O romance de Flávia Hartmann retoma este momento passado e tão presente da influência militar ditando a vida civil. Para tanto, conta a história de uma presença militar familiar. O familiar indesejado por todos nós, que desorganiza os laços fraternos e altera caminhos. O General Estava Nu, não deixa de ser uma metáfora do que conhecemos. E traz um final alucinado e catártico que desejamos. Confira a entrevista!

Lançado recentemente, a sua obra “O General Estava Nú”, ao mesmo tempo em que propõe uma leitura dinâmica, acaba apresentando ao público uma reletiura dos anos de chumbo através de diversas humanidades diferentes. Como surgiu a ideia do livro inicialmente?

Durante a pandemia do COVID me surpreenderam os movimentos negacionistas tanto em relação às vacinas quanto à existência da ditadura no Brasil.
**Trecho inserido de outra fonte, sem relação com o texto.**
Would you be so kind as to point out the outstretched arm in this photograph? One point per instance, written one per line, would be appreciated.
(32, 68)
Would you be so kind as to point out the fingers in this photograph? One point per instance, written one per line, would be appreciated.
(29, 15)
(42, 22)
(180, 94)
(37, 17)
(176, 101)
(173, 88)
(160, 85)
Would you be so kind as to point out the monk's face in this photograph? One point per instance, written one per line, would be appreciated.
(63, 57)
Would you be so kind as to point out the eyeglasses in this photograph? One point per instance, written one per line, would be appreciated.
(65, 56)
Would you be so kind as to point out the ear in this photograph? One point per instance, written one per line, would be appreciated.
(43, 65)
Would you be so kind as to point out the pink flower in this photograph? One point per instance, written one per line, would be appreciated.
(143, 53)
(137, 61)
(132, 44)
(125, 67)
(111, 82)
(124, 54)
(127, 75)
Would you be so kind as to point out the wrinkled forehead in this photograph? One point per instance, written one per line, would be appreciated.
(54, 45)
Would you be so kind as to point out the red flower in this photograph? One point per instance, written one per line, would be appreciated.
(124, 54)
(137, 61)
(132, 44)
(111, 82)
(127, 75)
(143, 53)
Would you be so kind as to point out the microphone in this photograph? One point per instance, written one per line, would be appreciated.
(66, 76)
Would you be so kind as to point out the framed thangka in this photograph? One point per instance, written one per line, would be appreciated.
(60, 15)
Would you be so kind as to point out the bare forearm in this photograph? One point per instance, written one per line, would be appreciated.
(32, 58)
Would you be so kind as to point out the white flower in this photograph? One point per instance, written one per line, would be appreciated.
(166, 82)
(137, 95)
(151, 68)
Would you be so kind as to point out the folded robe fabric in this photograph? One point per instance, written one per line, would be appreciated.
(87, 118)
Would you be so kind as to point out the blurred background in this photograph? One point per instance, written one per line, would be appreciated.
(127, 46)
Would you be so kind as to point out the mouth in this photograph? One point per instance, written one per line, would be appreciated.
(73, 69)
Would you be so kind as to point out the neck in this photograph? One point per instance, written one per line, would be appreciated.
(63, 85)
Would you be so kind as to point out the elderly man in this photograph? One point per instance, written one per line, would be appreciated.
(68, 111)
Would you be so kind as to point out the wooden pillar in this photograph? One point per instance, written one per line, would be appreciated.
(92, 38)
A ideia nasceu deste incômodo.

Na apresentação do seu livro, você demonstra o seu estilo próprio de escrita, assim como todo autor. No caso, como definiria o seu formato de escrita e até onde é capaz de ir para conseguir contar boas histórias?

Estou começando na literatura. Escrevi como eu penso, com muitos detalhes e personagens. Foi um desafio pessoal. O segundo romance está indo com esta mesma proposta. Acredito que sou capaz de ir bem longe para contar minhas histórias.

Fazendo uma alusão ao Edifício Dakota, o livro desde o início define a ambientação do Edifício Seabra como feio e bonito ao mesmo tempo. Como foi trabalhar com essa questão das duplas características no livro?

Durante a escrita do O General estava Nu, trabalhei as dualidades:  claro x escuro, bom x mau, luz x sombra, por exemplo. Para mim não existe só um lado.

Flávia Hartmann (Foto: Divulgação)

A obra ela acaba por relatar uma época cinza, onde muitas pessoas passaram por sofrimentos e luta pela humanidade e por desnuar a representatividade do general. Escrever sobre uma época delicada como foi essa requer um cuidado maior com a veracidade?

Sim, não poderia errar nas datas, nos fatos reais. Demandou pesquisas, leituras e muita revisão. Valeu a pena.

A história roda em torno de uma família de classe alta que vivenciam seus problemas em um clima de violência da época. Como se deu o processo de construção desses personagens?

Eles acabaram falando por si. Como se eu dessa voz a estas pessoas. Teve uma noite que acordei com a sensação do General sentado na minha cama, dizendo que queria falar. Fui para o computador e ele contou a parte dele. Senti-me no final do processo, uma boa ouvinte.

Flávia Hartmann (Foto: Divulgação)

Um dos grandes potenciais da literatura é justamente o de conseguir transportar seus leitores à outros mundos através da imaginação e interpretação. No caso da experiência de escrever um livro como esse você chegou a imaginar como seria viver nos anos de chumbo?

Eu vivi este tempo. Sou de 1956 e sei o quanto isto foi verdadeiro, duro e inadmissível. Pedirem para reviverem este período foge ao meu entendimento. Escrevi este livro para dizer que basta a gente não vai permitir mais a Ditadura no Brasil.

Atualmente o livro já está disponível em formato impresso e em e-book nas lojas. Como tem sido ver a recepção do público e quais as suas dicas para que os leitores consigam interpretar a mensagem que quis passar na obra?

Até agora, só duas pessoas verbalizaram um desconforto em relação a ele: uma por posição política e outra por se identificar com a personagem Tereza Cristina. A maioria lê de uma sentada. Sugiro ler sem grande expectativa e com a mente aberta. Atenção se faz necessária, já que estamos falando de muitos personagens. Principalmente que acreditem que apesar de ser uma história de ficção, trata-se de um tempo recente de nossa história que foi vergonhoso e não precisamos mais dele.